Ich seufze und setze mich auf den Hocker neben sie. Weil ich Gerichtsfernsehen nicht ertrage, schaue ich mich nach einer Aufgabe oder einem Anlass für Kritik um, aber eigentlich habe ich resigniert. Der gefüllte Aschenbecher auf dem eierschalenfarbenen gekachelten Beistelltisch widert mich an - auch der vollgestellte Tisch mit Notizblöcken, einer Vase mit vertrockneten Blumen, ihre pink gerahmte Lesebrille, eine leere Teekanne aus Glas mit zwei abgehangenen Beuteln Kräutertee, Rheuma-Creme in einem zerdrückten Metalltiegel. Das Messiehafte steckt meiner Mom in den Genen. Nachkriegsgeneration. Wir hatten ja nichts. Aber die Russen, sagte meine Großmutter immer, hätten sie nicht hungern lassen. Dass sie sich übergeben musste. So fettig war das Fleisch, das die Russen ihr gaben. Aber sie ließen keinen Deutschen in ihrer Besatzungszone hungern. Großmutter gab sich wie eine Dame von Welt, die Burda-Zeitschriften und Modemagazine las. Aber wenn ich als Kind meine Makkaroni nicht aufaß, bekam sie feuchte Augen. Das Trauma der Armut hat sie an meine Mutter weitergegeben. Jeder Schnipsel, der es zu ihr hineingeschafft hat, ist Kunst. Jede Papierblume, jeder Bilderrahmen, jede leere Parfümflasche, die Marienstatue mit der abgeblätterten Farbe, die Flickendecke, auf der schon vor dreißig Jahren meine Katze saß, alte Fahrkarten, jedes Objekt und jeder Müll ist es meiner Mutter wert, aufgehoben zu werden. Sie konserviert die Vergangenheit, sie denkt nicht mehr an die Zukunft. Sie lebt in einer Kathedrale aus kompostierten Emotionen, einem Gemischtwarenladen aus Selbstbetrug - die gerahmten Bilder, die Milchkanne aus ihrer Kindheit, das Silberbesteck aus ihrer gescheiterten Ehe sind tägliche Erinnerungsgehhilfen an das Gewesene.

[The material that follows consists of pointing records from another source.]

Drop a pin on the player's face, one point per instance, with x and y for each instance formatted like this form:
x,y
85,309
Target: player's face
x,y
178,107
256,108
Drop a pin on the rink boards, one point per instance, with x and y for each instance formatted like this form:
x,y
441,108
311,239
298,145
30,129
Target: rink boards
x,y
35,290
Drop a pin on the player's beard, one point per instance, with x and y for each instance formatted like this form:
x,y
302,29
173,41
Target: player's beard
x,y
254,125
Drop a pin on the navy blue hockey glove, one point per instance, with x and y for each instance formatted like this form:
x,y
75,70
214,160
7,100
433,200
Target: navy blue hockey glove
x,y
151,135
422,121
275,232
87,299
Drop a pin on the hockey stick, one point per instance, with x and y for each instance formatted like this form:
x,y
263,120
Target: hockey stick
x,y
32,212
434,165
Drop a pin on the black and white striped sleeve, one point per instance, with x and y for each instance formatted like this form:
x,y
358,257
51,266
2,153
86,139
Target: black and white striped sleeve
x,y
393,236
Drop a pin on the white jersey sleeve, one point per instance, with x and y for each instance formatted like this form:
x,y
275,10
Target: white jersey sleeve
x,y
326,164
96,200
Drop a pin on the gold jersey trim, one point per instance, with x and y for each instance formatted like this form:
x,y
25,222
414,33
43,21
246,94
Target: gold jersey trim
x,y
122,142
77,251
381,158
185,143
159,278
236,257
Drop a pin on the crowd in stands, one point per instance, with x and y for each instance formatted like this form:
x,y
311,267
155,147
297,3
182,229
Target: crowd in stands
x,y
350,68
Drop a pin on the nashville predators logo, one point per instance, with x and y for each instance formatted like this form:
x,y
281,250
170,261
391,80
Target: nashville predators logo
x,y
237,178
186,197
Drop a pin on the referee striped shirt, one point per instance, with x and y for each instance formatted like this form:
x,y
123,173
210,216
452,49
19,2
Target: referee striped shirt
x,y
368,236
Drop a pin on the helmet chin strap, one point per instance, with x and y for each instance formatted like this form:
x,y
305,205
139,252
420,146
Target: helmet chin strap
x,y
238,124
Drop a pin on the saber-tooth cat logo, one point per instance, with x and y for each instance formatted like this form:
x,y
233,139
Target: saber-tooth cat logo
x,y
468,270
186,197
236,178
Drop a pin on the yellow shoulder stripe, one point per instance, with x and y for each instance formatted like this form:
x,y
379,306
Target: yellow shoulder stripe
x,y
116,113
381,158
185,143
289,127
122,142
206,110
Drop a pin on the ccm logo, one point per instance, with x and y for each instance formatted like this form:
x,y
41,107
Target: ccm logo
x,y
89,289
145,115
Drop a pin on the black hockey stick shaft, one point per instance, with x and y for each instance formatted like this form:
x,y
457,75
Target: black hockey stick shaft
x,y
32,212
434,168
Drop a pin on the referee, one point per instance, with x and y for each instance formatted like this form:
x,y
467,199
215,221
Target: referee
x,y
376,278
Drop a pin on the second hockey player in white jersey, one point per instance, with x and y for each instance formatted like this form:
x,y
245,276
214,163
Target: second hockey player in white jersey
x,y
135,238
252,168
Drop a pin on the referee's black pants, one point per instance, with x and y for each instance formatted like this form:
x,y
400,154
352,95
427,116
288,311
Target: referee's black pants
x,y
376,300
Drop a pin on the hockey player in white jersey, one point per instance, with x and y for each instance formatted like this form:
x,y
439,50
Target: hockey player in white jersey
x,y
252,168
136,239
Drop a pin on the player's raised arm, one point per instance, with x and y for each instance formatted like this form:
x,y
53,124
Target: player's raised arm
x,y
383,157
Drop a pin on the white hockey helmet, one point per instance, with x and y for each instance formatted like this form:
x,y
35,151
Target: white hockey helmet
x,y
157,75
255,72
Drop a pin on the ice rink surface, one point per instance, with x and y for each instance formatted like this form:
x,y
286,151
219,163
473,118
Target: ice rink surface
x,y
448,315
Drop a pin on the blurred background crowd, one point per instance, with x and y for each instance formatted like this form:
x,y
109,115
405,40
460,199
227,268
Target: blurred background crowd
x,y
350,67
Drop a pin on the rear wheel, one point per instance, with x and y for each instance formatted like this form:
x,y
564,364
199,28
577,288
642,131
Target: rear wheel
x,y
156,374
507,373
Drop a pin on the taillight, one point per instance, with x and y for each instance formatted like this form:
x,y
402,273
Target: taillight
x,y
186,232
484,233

Auf jedem ihrer leicht vergilbten Fotos, die überall in ihrer Wohnung hängen, sieht sie schön aus, aber nie ist sie auf einem älter als fünfundvierzig. Heute ist sie fünfundachtzig. Vierzig Jahre Erinnerungen, an die sie nicht erinnert werden möchte. Ich dagegen stehe auf vielen Fotos als Kind neben ihr, im gepunkteten Bikini-Oberteil, in einem karierten Kleid, und verziehe das Gesicht, weil ich in die Sonne blinzle oder gerade dabei bin, Essen runterzuschlucken. Bei der Auswahl ihrer Fotos, die es in einen Rahmen oder an den Kühlschrank schaffen, ist es wichtig, dass sie es ist, die gut aussieht, nicht ich. Nicht die anderen.

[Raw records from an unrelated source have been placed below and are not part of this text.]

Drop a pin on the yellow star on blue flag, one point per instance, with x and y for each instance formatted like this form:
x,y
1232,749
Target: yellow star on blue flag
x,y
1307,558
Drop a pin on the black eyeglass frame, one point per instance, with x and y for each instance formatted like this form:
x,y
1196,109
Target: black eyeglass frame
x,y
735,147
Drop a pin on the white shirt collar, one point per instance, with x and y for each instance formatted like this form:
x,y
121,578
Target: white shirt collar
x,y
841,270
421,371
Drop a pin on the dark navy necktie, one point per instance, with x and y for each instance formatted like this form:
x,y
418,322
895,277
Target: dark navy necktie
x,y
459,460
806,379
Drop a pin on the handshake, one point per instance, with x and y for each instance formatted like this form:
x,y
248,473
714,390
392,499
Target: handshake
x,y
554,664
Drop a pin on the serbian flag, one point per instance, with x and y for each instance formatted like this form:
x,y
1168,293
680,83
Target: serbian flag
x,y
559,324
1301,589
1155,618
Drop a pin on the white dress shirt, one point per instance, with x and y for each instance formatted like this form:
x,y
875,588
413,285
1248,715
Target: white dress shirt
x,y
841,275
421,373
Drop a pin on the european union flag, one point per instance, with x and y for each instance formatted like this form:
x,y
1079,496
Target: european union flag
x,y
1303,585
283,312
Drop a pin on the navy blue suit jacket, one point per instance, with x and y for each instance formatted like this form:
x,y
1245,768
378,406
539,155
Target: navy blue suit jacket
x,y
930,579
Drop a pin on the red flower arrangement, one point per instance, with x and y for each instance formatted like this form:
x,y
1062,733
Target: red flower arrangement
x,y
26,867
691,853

Sie hat ihren Ballast an mich weitergegeben, ihre Willkür, ihren Neid auf meine Jugend, vielleicht gebe ich jetzt meinen an Mona weiter, aber wer weiß das schon. Bei Frauen geht es nicht wie beim Theweleit'schen Soldatenkörper darum, dass ein Mann die Schläge seines Vaters an seinen Sohn weitergibt. Es ist die Missbilligung, das Kleinmachen, das von einer Frauengeneration zur nächsten wie durch eine feuchte Zimmerdecke trieft.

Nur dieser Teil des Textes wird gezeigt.